Intelligence officials picked up information that people associated with a Somalia-based group, al-Shabaab, might try to travel to the United States with plans to disrupt the inauguration. The information had limited specificity and uncertain credibility.
In the end, nearly two million people packed the outside of the Capitol, the parade route, and the National Mall. The inauguration went off without a hitch. Yet even as Obama took the oath of office, the Secret Service took risks by cutting corners. Contributors who raised three hundred thousand dollars or more for the inauguration were never asked to show identification to pick up tickets, including VIP passes allowing them and their guests to meet privately with him. Others who were screened before sitting in a ticketed area near Obama during his swearing-in mingled with crowds that were not screened. They were never again checked for firearms or explosives.
More than a hundred VIPs were told to gather for a security screening outside the Renaissance Hotel before boarding “secure” buses that would take them to Obama’s podium at the Capitol. But after passing through the magnetometers, they were told to walk on a public sidewalk and find their way to buses waiting in a convention center parking lot. They were not screened again or asked for identification.
One donor who handled contributions for the inauguration told The Washington Post that he was shocked at the difference between Secret Service security during Bill Clinton’s inaugurations and Obama’s.
“The lack of security was absurd,” he said.
As usual, the Secret Service claimed some security measures are not visible.
“We take a layered approach to security and don’t rely on any one countermeasure to ensure that a site is safe,” spokesman Ed Donovan said.
Yet for all the mumbo jumbo about layered security, the fact is that by failing to properly screen spectators, the Secret Service exposed the new president to possible danger.
28

Grenade
IN HIS OFFICE on the ninth floor of Secret Service headquarters, Nicholas Trotta, who heads the Office of Protective Operations, is talking about lessons learned from previous assassinations and assassination attempts. After the attempt on President Reagan’s life, “We expanded our use of the magnetometers.” Now, he says, “Everyone goes through the magnetometer.”
Often, just seeing a magnetometer in use is a deterrent, Trotta notes. He recalls working an outdoor event in Denver with President George H. W. Bush. A deranged woman with a handgun in her backpack arrived early at the site, thinking she would get close to the president.
“She sees one of the limos go into a tent,” Trotta says. Because onlookers were being screened with magnetometers, “She can’t get in. So she waits.” She thought she would then shoot the president as he entered his limousine, but she got distracted by people next to her. As agents were flying back to Washington, they learned that the woman had been committed to a mental hospital. She revealed her aborted plan to family members.

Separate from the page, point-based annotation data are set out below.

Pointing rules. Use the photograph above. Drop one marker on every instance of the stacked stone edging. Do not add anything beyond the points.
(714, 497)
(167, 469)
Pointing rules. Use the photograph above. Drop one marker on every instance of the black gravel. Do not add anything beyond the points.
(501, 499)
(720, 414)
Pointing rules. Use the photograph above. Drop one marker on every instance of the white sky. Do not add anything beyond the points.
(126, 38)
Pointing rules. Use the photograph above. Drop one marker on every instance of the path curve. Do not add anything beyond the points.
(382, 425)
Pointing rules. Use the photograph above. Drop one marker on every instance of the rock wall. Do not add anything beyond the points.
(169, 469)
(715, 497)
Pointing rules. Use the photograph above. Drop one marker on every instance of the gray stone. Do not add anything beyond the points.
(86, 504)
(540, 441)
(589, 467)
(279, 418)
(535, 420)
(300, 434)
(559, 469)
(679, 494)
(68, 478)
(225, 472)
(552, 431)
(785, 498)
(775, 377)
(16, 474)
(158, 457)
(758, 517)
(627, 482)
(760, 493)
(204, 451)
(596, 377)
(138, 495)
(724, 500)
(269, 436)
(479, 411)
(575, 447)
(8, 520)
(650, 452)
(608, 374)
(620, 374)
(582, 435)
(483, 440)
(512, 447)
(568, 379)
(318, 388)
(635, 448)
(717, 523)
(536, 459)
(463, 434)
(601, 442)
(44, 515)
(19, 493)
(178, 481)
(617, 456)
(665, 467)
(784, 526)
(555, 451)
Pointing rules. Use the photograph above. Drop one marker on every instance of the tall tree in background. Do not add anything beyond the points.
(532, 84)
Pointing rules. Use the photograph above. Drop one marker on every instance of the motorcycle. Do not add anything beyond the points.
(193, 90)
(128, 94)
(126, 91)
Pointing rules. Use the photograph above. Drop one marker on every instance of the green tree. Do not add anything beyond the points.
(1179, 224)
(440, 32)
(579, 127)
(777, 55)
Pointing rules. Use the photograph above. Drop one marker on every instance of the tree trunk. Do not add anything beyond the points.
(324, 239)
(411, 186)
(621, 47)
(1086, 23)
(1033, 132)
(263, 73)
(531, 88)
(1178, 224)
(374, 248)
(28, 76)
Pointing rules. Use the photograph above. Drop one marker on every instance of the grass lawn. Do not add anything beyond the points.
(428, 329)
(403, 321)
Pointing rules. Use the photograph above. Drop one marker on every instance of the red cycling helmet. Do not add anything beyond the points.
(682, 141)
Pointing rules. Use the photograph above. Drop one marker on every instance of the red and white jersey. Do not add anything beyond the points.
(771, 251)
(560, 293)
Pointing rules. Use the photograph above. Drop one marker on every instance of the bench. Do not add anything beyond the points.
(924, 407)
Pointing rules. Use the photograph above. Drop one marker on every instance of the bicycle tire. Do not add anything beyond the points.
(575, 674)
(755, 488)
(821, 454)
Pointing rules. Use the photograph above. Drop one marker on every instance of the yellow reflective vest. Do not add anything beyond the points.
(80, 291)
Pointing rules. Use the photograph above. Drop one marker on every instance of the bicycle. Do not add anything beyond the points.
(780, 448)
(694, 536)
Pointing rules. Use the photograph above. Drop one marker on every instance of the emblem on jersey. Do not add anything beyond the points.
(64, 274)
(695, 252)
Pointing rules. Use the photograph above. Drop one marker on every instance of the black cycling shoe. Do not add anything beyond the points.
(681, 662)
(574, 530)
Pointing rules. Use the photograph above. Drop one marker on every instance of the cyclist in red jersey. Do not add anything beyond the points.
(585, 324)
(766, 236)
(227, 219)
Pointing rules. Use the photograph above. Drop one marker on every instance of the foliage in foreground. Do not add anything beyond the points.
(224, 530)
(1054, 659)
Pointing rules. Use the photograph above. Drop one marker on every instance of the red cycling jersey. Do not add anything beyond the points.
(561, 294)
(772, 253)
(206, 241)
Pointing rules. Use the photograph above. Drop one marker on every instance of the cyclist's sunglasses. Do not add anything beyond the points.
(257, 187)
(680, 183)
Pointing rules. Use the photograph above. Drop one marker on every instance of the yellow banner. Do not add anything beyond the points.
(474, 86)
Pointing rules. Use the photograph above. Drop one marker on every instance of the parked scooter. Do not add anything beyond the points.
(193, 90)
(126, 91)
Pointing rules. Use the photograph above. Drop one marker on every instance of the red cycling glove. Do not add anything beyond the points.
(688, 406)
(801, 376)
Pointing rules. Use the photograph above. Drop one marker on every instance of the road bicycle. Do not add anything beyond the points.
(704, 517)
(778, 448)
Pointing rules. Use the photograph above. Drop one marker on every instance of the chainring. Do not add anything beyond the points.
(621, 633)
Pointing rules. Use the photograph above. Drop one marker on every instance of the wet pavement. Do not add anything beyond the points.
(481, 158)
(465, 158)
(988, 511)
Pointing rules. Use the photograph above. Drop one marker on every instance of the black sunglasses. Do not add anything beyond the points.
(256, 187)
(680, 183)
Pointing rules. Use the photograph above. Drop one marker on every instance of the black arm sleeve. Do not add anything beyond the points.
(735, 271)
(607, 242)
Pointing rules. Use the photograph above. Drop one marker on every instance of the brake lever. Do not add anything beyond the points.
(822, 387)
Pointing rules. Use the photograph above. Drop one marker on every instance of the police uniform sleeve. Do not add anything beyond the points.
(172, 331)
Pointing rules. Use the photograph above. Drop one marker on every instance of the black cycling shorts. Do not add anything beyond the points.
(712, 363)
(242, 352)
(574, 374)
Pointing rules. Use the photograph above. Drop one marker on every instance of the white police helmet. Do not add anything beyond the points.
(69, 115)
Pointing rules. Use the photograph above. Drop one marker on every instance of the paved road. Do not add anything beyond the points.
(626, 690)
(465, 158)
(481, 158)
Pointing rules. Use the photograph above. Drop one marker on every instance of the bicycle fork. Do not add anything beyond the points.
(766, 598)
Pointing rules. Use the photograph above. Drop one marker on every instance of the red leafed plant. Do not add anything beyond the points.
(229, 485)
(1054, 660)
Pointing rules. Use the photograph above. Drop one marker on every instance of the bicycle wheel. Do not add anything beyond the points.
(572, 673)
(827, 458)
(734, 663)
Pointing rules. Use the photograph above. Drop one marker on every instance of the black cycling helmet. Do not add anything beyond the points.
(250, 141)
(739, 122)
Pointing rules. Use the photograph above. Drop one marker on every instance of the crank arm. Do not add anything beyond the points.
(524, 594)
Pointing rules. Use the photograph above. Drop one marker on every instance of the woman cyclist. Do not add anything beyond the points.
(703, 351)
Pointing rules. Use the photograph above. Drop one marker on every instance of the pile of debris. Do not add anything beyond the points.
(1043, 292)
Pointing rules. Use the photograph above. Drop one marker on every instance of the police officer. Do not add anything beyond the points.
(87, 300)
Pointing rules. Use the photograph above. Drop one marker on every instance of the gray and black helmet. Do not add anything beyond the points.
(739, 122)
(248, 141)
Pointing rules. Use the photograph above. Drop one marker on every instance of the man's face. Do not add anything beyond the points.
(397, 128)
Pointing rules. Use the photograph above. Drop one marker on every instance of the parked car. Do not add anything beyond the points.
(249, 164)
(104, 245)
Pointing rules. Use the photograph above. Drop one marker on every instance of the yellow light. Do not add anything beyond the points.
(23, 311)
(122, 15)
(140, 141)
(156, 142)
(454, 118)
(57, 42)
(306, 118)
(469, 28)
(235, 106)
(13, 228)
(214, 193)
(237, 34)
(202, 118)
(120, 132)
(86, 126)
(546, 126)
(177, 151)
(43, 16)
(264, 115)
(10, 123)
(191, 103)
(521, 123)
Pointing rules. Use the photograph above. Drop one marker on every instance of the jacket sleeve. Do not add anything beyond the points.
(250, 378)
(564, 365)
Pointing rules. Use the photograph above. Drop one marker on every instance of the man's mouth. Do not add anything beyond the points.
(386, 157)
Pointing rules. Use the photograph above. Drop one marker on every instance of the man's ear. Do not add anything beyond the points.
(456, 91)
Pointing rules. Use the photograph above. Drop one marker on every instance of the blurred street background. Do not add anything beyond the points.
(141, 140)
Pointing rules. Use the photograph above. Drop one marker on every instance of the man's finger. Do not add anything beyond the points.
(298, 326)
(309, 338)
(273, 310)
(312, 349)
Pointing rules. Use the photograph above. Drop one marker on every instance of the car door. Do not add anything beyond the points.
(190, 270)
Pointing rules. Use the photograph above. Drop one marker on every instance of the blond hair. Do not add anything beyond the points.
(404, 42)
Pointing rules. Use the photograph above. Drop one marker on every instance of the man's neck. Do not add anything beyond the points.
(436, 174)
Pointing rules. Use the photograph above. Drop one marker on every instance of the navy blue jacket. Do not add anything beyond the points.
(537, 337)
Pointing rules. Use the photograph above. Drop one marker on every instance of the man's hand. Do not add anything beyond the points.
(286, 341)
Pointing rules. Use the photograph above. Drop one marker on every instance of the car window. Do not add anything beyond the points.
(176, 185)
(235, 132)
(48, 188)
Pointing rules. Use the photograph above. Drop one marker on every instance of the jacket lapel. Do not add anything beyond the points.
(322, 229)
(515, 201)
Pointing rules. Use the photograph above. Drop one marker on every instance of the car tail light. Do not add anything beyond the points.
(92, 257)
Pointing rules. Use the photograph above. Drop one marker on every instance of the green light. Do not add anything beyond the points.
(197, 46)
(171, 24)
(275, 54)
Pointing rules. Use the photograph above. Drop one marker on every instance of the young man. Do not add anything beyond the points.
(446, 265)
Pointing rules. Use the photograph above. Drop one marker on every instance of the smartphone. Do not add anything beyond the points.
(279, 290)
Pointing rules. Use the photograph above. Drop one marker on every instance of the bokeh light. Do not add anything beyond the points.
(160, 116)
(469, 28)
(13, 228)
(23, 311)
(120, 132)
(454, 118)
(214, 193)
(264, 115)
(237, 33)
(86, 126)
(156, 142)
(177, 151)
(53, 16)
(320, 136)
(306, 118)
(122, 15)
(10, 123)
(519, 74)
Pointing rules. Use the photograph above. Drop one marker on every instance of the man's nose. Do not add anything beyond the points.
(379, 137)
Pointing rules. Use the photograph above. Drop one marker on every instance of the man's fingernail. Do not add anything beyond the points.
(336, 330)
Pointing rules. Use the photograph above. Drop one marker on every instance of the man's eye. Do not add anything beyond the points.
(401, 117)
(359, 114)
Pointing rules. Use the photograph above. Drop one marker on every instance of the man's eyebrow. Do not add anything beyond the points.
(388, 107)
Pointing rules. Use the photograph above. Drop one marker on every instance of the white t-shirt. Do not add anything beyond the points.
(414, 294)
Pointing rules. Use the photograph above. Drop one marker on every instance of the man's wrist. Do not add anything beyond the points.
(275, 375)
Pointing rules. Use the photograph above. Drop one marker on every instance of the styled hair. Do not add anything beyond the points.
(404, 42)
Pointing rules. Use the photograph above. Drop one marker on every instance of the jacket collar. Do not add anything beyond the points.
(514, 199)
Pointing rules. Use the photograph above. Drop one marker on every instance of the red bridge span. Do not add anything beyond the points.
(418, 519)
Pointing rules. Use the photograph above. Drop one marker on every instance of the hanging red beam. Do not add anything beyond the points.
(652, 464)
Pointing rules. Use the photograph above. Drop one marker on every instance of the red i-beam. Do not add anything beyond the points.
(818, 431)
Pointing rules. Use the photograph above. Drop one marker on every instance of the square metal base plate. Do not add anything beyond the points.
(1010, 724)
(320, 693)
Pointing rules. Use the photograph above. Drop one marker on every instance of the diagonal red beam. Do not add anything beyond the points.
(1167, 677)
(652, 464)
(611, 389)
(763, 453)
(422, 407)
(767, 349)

“There’s been so many like that—ones we don’t know about because they were not successful,” Trotta says. “How many [assassins] have been stopped or have seen a police officer, have seen a magnetometer? I don’t know how many times I’ve been briefed where people, as they are getting in line, see the magnetometer, and they turn the other way. That’s a trigger for us. Teams will go and interview, and all of a sudden a person has weapons on them.”